Regarding the geometry I am not sure. I have
- The column space $C(A)$ is a line in $\Bbb R^m$ (since it's one dimensional) which is spanned by this one column vector $\mathbf{a}_i$.
- The row space $R(A)$ is a line in $\Bbb R^n$ (since it's one dimensional) which is spanned by this one row vector $\mathbf{A}_j$.
- The nullspace $N(A)$ is the orthogonal complement of the row space in $\Bbb R^n$ and therefore $n-1$ dimensional.
- The left nullspace $N(A^T)$ is the orthogonal complement of the column space in $\Bbb R^m$ and therefore $m-1$ dimensional.
b) Let $T: \Bbb R^n \to \Bbb R^m$ with matrix $A$ and $S: \Bbb R^m \to \Bbb R^n$ with matrix $A^T$. For each $\mathbf{x} \in R(A)$ is $(S \circ T)(\mathbf{x})=\mathbf{x}$ if and only if $\left\lVert \mathbf{u} \right\rVert \left\lVert \mathbf{v} \right\rVert = 1$. Interpret $T$ geometrically.
First of all $(S \circ T)(\mathbf{x}) = A^TA\mathbf{x}$ where by part a)
$$A^TA = (\mathbf{u}\mathbf{v}^T)^T \mathbf{u}\mathbf{v}^T = \mathbf{v} \mathbf{u}^T \mathbf{u}\mathbf{v}^T = \mathbf{v} (\mathbf{u} \cdot \mathbf{u}) \mathbf{v}^T = \mathbf{v} \left\lVert \mathbf{u} \right\rVert^2 \mathbf{v}^T = \left\lVert \mathbf{u} \right\rVert^2 \mathbf{v}\mathbf{v}^T$$
Let $\mathbf{x} \in R(A)$, then $\mathbf{x} = c\mathbf{A}_j$ for some scalar $c$. Let's choose the second interpretation of a) so that $\mathbf{v} = \mathbf{A}_j$. Then it follows
$$(S \circ T)(\mathbf{x}) = A^TA\mathbf{x} = \left\lVert \mathbf{u} \right\rVert^2 \mathbf{A}_j\mathbf{A}_j^T\mathbf{x} = \left\lVert \mathbf{u} \right\rVert^2 \mathbf{A}_j \left(\mathbf{A}_j \cdot c\mathbf{A}_j\right) = \left\lVert \mathbf{u} \right\rVert^2 \left\lVert \mathbf{A}_j \right\rVert^2 c \mathbf{A}_j = \left\lVert \mathbf{u} \right\rVert^2 \left\lVert \mathbf{v} \right\rVert^2 \mathbf{x}$$
And so $(S \circ T)(\mathbf{x}) = \mathbf{x}$ if and only if $\left\lVert \mathbf{u} \right\rVert^2 \left\lVert \mathbf{v} \right\rVert^2=1$ which means $\left\lVert \mathbf{u} \right\rVert \left\lVert \mathbf{v} \right\rVert=1$.

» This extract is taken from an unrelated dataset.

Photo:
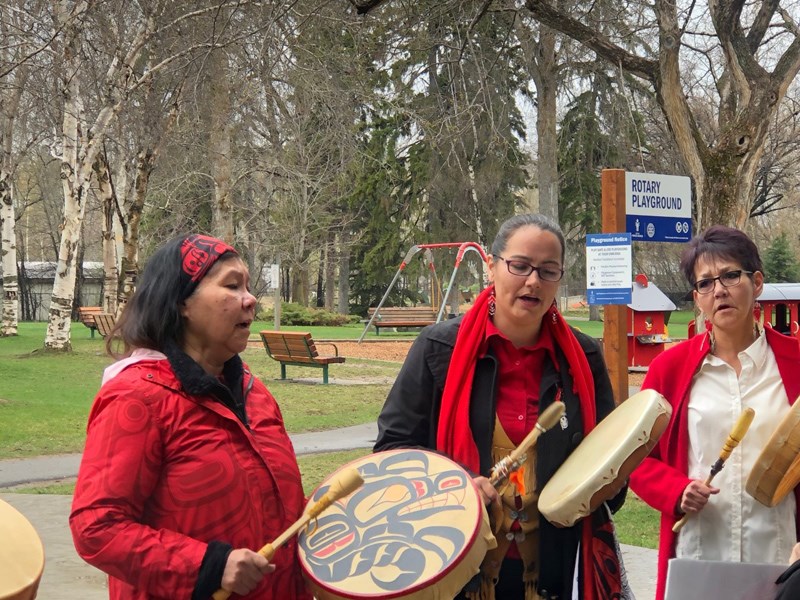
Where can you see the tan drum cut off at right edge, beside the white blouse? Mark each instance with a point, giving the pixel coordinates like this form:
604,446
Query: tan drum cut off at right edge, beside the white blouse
776,471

Again regarding the geometric interpretation of $T$ I don't really know. We have $T(\mathbf{x})=A\mathbf{x}=\mathbf{u}\mathbf{v}^T\mathbf{x}=\mathbf{u}(\mathbf{v} \cdot \mathbf{x})=(\mathbf{v} \cdot \mathbf{x})\mathbf{u}=t_x \mathbf{u}$, where $t_x := \mathbf{v} \cdot \mathbf{x}$ is a scalar dependent on $\mathbf{x}$. And so $T$ is sending every $\mathbf{x}$ on a scalar multiple of $\mathbf{u}$, so $\text{image}(T) = \text{span}(\mathbf{u})$.